Innanzi però di esporne i particolari, riassume sinteticamente quanto già ne disse nell’antecedente tomo10; che la cripta, cioè, di s. Eusebio, scavata nei tempi che corsero tra la seconda metà del sec. III e la prima del IV, tanta simiglianza ritiene con le gallerie della I area di s. Sotere, di cui ragioniamo, che queste si mostrano indubitatamente contemporanee a quella, anzi di quella una vera continuazione. E ciò il ch.mo A., a studio, ricorda per vieppiù fermare e dichiarare i dati storici e monumentali, onde mostrò precedentemente come il classico Cimiterio di s. Solere era già nel secolo IV in onore.

Quindi, entra a ragionare in proposito della area I (cap. VIII), principiando da quel gruppo di cubicoli che formano una cripta partita in quattro stanze, e che s’incontra tosto che, lasciato s. Eusebio, si entra in quella via che si prolunga nel sotterraneo verso occidente. E cotesta cripta, dalle immagini oranti che vi si vedono dipinte, è detta dei cinque santi; siccome l’altra, (cap. IX), scavatavi da Severo, diacono di s. Marcellino papa, com’è a doppio cubicolo, è conosciuta sotto il nome di Cubicolo doppio.

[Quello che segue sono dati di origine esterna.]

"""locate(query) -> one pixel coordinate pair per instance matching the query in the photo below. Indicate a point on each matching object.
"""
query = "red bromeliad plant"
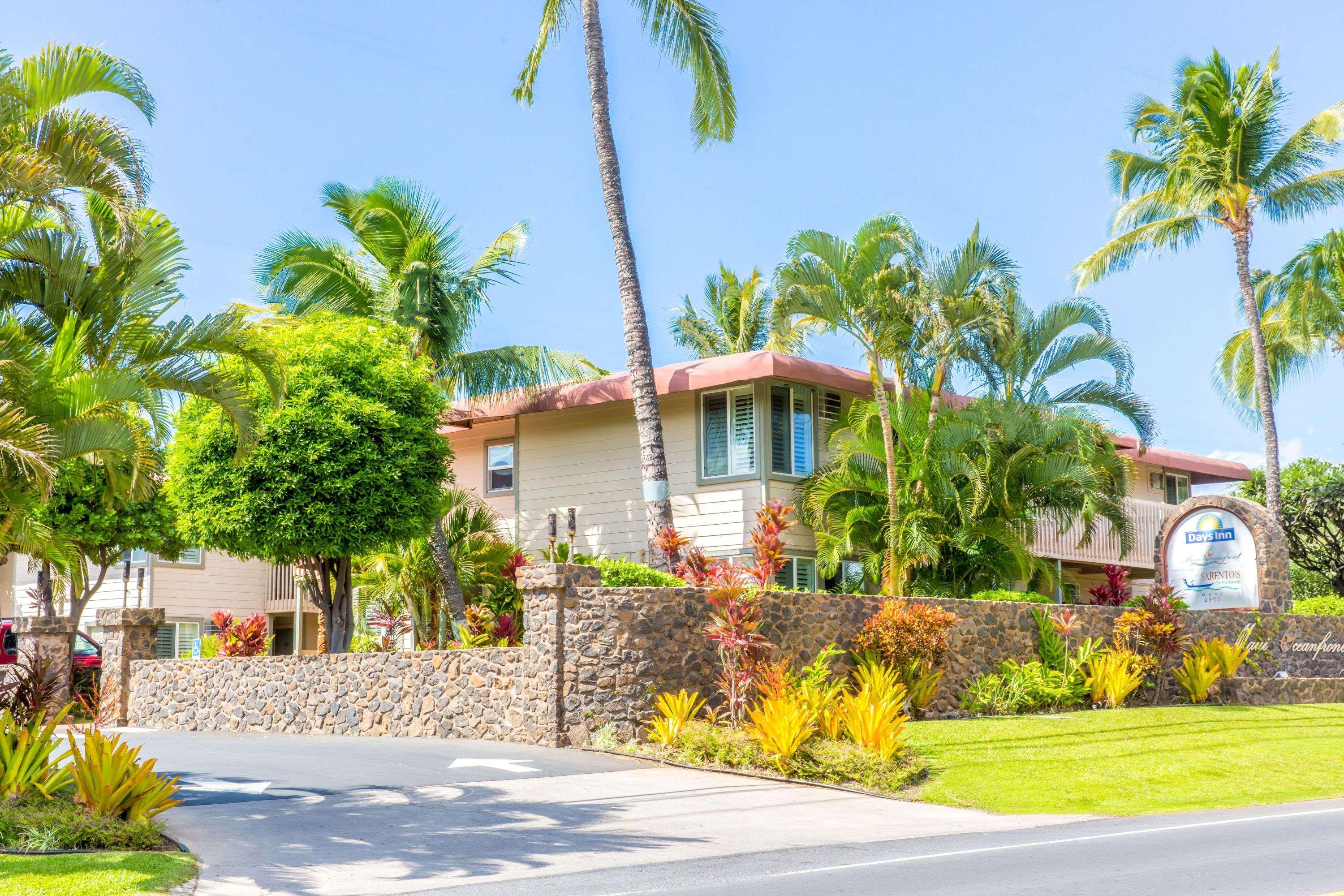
(670, 543)
(768, 543)
(1115, 591)
(734, 628)
(241, 637)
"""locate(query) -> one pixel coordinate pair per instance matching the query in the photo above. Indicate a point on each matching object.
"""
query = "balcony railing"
(1148, 517)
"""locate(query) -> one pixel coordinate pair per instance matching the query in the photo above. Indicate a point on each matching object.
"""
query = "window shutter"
(801, 435)
(715, 421)
(830, 408)
(166, 638)
(744, 433)
(807, 574)
(780, 457)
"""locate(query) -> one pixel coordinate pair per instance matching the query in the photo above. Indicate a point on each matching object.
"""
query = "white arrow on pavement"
(503, 765)
(225, 786)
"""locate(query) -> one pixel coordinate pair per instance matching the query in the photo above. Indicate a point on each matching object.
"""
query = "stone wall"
(447, 694)
(625, 645)
(593, 656)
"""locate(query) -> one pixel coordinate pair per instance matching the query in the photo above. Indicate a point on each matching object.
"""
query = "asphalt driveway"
(339, 816)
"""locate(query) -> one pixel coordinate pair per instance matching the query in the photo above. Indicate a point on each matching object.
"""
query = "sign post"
(1221, 552)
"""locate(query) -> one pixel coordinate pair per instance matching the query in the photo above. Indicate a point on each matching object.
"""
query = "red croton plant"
(734, 598)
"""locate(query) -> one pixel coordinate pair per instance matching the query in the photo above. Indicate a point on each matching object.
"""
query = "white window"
(499, 466)
(797, 573)
(728, 433)
(791, 431)
(174, 640)
(1178, 488)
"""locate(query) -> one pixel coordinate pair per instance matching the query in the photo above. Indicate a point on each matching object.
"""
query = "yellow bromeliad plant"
(1112, 676)
(780, 726)
(112, 778)
(1195, 676)
(675, 714)
(874, 720)
(1225, 657)
(26, 761)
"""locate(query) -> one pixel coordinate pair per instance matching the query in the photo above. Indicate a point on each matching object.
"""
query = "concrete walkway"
(371, 816)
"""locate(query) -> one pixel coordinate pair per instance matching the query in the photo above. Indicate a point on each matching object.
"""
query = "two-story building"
(738, 431)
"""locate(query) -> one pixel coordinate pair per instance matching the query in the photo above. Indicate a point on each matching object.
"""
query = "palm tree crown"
(738, 316)
(410, 268)
(1218, 156)
(1021, 359)
(50, 151)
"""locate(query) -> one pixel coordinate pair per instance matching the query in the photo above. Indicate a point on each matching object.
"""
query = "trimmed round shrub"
(1008, 594)
(627, 574)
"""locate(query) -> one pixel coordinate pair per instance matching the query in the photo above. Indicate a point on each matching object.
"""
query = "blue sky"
(947, 113)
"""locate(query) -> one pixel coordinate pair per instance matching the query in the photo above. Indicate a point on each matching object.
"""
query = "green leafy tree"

Un’altra via taglia, nella direzione di nord-est e sud-ovest, il sotterraneo (cap. X); e lungo codesta via, che si prolunga sulla destra della prima, s’incontrano altri cubicoli, tra’ quali la maggior cripta tricubicolare, la quale portando in fronte del maggior arcosolio, scritto in rosso, Patricino, fu naturalmente detta di Patricio.

Tornati sulla prima via (cap. XI), e camminando nella direzione primitiva, non pochi cubicoli ed arcosolii si presentano a destra e a sinistra: ma sopra tutti primeggia la grandiosa e triplice cripta d’Eunucus; della quale il ch. A. deplorò la «devastazione con la perdita di ogni memoria capace di dircene il nome» (p. 64).

[p. 13 modifica]Di faccia alla grandiosa cripta, si apre sulla nostra sinistra altra via, che il ch.mo Autore tornerà ad esaminare ed illustrare, dopo avere studiata a destra tutta la parte che rimane lunghesso la via che percorriamo. Pertanto, oltrepassati i cubicoli e le accennate cripte, si entra in un ambulacro, o via trasversale nella direzione parallela all’altra or accennata, e che si prolunga, per quanto tiene l’area che andiamo esaminando. In questa, appena entrati, ci si presenta sulla destra un arcosolio, cui di fronte si vede una quadruplice cripta, ma con sepolcri aperti e devastati. Una iscrizione però, unico avanzo della saccheggiata cripta, suggerisce al ch.mo Autore il nome di essa, cioè di Ulpio Florenzio, e non sarebbe alieno dal credere, che que’ Florenzii, di cui già ragionò, fossero gli autori di questo rispettabile ipogeo (cap. XII).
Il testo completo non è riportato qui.